Worried that you don’t have enough malicious URLs in your dataset? Don’t sweat it! This approach isn’t just for finding fraudsters; did I mention it’s perfect for attack surface management (ASM) too? Monitor your own assets, and if someone starts impersonating your organization, you’ll catch them soon enough.
Once you’ve got your scores, you can use them to create new queries. If the data flow is slow, lower your thresholds. Too much noise? Raise them. If one feature’s noisier than the rest, just tweak its threshold without disrupting the whole system.
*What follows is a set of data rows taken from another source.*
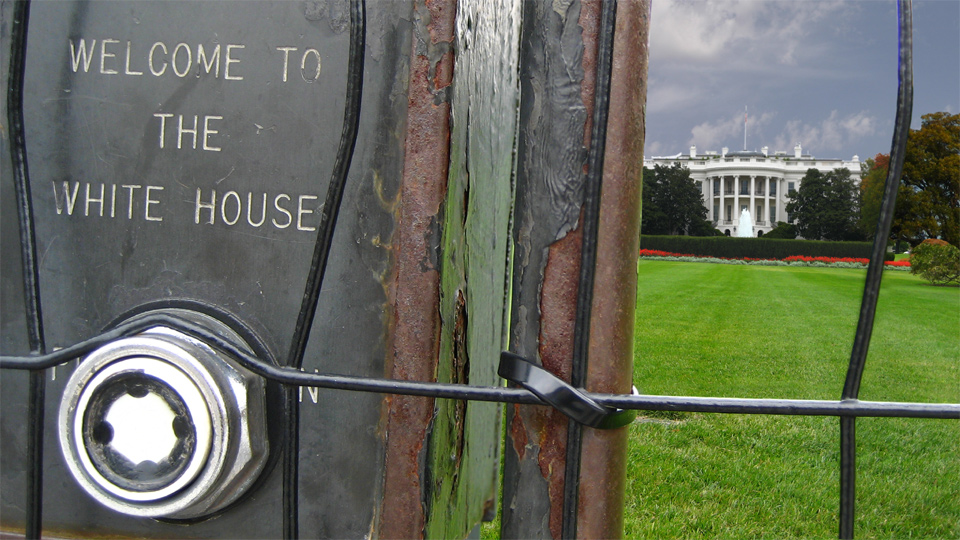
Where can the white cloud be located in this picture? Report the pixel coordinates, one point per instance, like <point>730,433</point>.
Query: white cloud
<point>829,135</point>
<point>738,30</point>
<point>712,135</point>
<point>652,148</point>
By the end of this process, you’ll have a list of high-value queries ready to run in your scanner, pulling down more juicy data for you to label.
And guess what? You’ve now looped back to step one! Label, refine, repeat. Feeling fancy? You can even automate the labeling. But remember—data processing is a whole other step in the threat intelligence lifecycle, and that’s a tale for another blog.
So, to summarize our fraudster-finding recipe: start with a generous helping of web scanning, sprinkle in some labels, stir up those features according to a good scoring equation, and pop it all into a search query to start the cycle again. Stretching the cooking analogy a bit too much? Yeah, probably… Ahem! Most definitely. But maybe it’s just my inner chef trying to escape. Who knew a chameleon could be such a foodie? OK, I’ll stop before I start mixing metaphors like a blender on overdrive.